Тогда она смеется, весело, и говорит, что уверена — тетка, Мария Петровна, их спасительница. Он вслед за ней приедет в Америку. Там они начнут новую, лучшую жизнь. В своих письмах, которые он не удостаивает даже взгляда, тетка Мария Петровна пишет, что добьется, обязательно добьется разрешения и для него, и что в Америке Репнину конечно же не придется торчать целые дни в подвале. Для них начнется новая жизнь. Ее знакомые, князья Мдивани, женившиеся на американках, помнят Репнина.
Когда она нынче увидела, призналась ему Надя, как он поднимается из подвала, у нее перехватило дыхание. Стоя на противоположной стороне улицы, она видела его осунувшееся лицо, и ей показалось, будто голова его отделилась от туловища и плывет к ней по воздуху. Может быть, во всем виновата она. Не будь ее, ему было бы легче. А сейчас она чувствует, их спасение только в тетке.

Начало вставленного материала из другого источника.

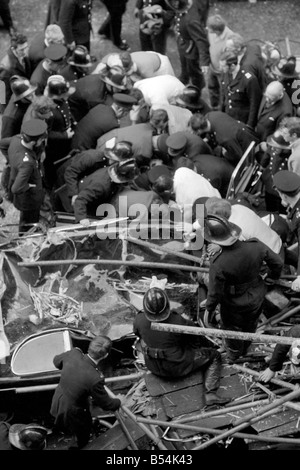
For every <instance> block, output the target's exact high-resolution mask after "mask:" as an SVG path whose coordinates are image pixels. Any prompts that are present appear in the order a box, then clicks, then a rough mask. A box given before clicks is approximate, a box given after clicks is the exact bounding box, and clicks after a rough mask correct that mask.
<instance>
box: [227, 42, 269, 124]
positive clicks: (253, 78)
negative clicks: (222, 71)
mask: <svg viewBox="0 0 300 470" xmlns="http://www.w3.org/2000/svg"><path fill="white" fill-rule="evenodd" d="M220 64H221V68H222V70H223V74H222V79H221V111H223V112H225V113H227V114H229V116H231V117H233V118H234V119H237V120H238V121H242V122H244V123H245V124H246V125H247V126H248V127H250V129H254V128H255V126H256V123H257V114H258V109H259V106H260V102H261V98H262V90H261V88H260V86H259V82H258V79H257V78H256V76H255V75H253V74H252V73H250V72H246V71H245V70H244V69H243V68H241V66H240V64H239V62H238V56H237V55H236V54H234V53H232V52H228V51H224V52H223V53H222V55H221V58H220Z"/></svg>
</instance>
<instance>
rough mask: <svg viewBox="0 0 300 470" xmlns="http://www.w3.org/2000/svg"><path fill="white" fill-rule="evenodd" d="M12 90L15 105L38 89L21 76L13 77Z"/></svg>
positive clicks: (10, 87) (12, 79)
mask: <svg viewBox="0 0 300 470" xmlns="http://www.w3.org/2000/svg"><path fill="white" fill-rule="evenodd" d="M10 88H11V91H12V92H13V95H14V97H13V100H14V102H15V103H16V102H17V101H20V100H22V99H23V98H26V96H28V95H30V94H31V93H33V92H34V91H35V90H36V89H37V87H36V86H33V85H31V83H30V81H29V80H27V78H24V77H20V76H19V75H13V76H12V77H11V79H10Z"/></svg>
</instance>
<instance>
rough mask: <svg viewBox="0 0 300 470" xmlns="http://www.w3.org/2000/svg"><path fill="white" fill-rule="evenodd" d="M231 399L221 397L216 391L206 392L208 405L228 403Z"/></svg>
mask: <svg viewBox="0 0 300 470" xmlns="http://www.w3.org/2000/svg"><path fill="white" fill-rule="evenodd" d="M229 401H230V398H222V397H219V396H218V395H217V394H216V393H213V392H209V393H206V395H205V402H206V405H207V406H209V405H225V403H228V402H229Z"/></svg>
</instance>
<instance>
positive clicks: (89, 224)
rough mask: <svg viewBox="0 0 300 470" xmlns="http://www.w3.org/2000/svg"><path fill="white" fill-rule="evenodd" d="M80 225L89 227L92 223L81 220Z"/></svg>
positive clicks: (88, 220)
mask: <svg viewBox="0 0 300 470" xmlns="http://www.w3.org/2000/svg"><path fill="white" fill-rule="evenodd" d="M79 223H80V224H81V225H82V226H83V227H88V226H89V225H90V221H89V219H81V220H80V221H79Z"/></svg>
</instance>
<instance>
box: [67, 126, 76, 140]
mask: <svg viewBox="0 0 300 470" xmlns="http://www.w3.org/2000/svg"><path fill="white" fill-rule="evenodd" d="M66 133H67V136H68V139H72V137H73V135H74V131H73V130H72V129H71V128H70V127H68V129H67V130H66Z"/></svg>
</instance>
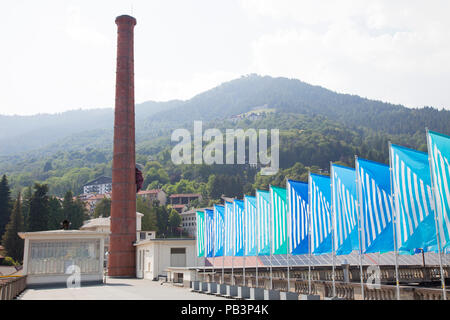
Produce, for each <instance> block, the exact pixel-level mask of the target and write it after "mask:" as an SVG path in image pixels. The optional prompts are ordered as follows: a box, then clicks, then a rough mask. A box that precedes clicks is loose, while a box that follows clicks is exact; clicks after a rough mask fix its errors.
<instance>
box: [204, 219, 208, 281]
mask: <svg viewBox="0 0 450 320" xmlns="http://www.w3.org/2000/svg"><path fill="white" fill-rule="evenodd" d="M203 213H204V215H203V225H204V229H203V230H204V231H203V244H204V245H203V247H204V251H205V253H204V255H205V258H204V260H203V282H205V279H206V256H207V255H208V254H207V252H206V211H204V212H203Z"/></svg>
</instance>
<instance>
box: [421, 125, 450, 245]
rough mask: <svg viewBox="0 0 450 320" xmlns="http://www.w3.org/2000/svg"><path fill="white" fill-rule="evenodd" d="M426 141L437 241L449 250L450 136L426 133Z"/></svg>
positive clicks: (449, 201)
mask: <svg viewBox="0 0 450 320" xmlns="http://www.w3.org/2000/svg"><path fill="white" fill-rule="evenodd" d="M427 139H428V154H429V155H430V166H431V174H432V175H433V179H432V180H433V189H434V196H435V198H436V214H437V221H438V228H439V229H438V230H439V239H440V240H441V246H442V248H450V136H446V135H443V134H440V133H437V132H433V131H428V135H427Z"/></svg>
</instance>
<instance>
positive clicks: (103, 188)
mask: <svg viewBox="0 0 450 320" xmlns="http://www.w3.org/2000/svg"><path fill="white" fill-rule="evenodd" d="M111 191H112V179H111V178H110V177H98V178H97V179H95V180H92V181H89V182H88V183H86V184H85V185H84V186H83V193H84V194H88V193H98V194H105V193H109V192H111Z"/></svg>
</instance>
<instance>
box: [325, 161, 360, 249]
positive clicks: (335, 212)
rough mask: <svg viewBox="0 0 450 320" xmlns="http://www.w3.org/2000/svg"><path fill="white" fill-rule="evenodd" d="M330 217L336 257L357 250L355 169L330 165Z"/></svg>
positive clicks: (355, 176)
mask: <svg viewBox="0 0 450 320" xmlns="http://www.w3.org/2000/svg"><path fill="white" fill-rule="evenodd" d="M331 186H332V187H331V196H332V201H333V202H332V203H333V206H332V216H333V222H334V232H333V233H334V249H335V253H336V255H342V254H349V253H350V252H352V251H353V250H359V241H358V221H357V219H358V211H359V210H358V203H357V201H356V172H355V169H352V168H348V167H343V166H339V165H336V164H332V165H331Z"/></svg>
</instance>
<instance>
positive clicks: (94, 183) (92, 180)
mask: <svg viewBox="0 0 450 320" xmlns="http://www.w3.org/2000/svg"><path fill="white" fill-rule="evenodd" d="M107 183H112V178H110V177H105V176H102V177H98V178H97V179H94V180H92V181H89V182H88V183H86V184H85V185H84V186H83V187H86V186H96V185H99V184H107Z"/></svg>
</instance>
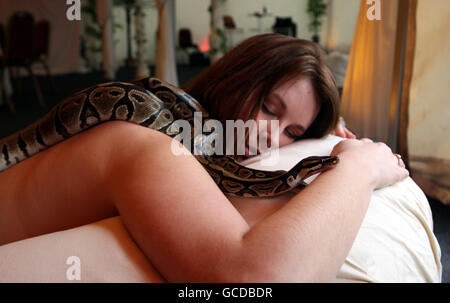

Она прекрасно знает, прибавила улыбаясь, что в Керчи тетка была влюблена не в Барлова, а в него.
Потом Надя умолкла полуобнаженная, в черном шелке, которого он прежде на ней не видел. Было ясно, что жена его ждет. Репнин смущенно стоял, глядя, как, собираясь лечь, она встала на колени и сбросила свои греческие сандалии, в которых ее ноги выглядели такими красивыми. Она улыбалась и краснела.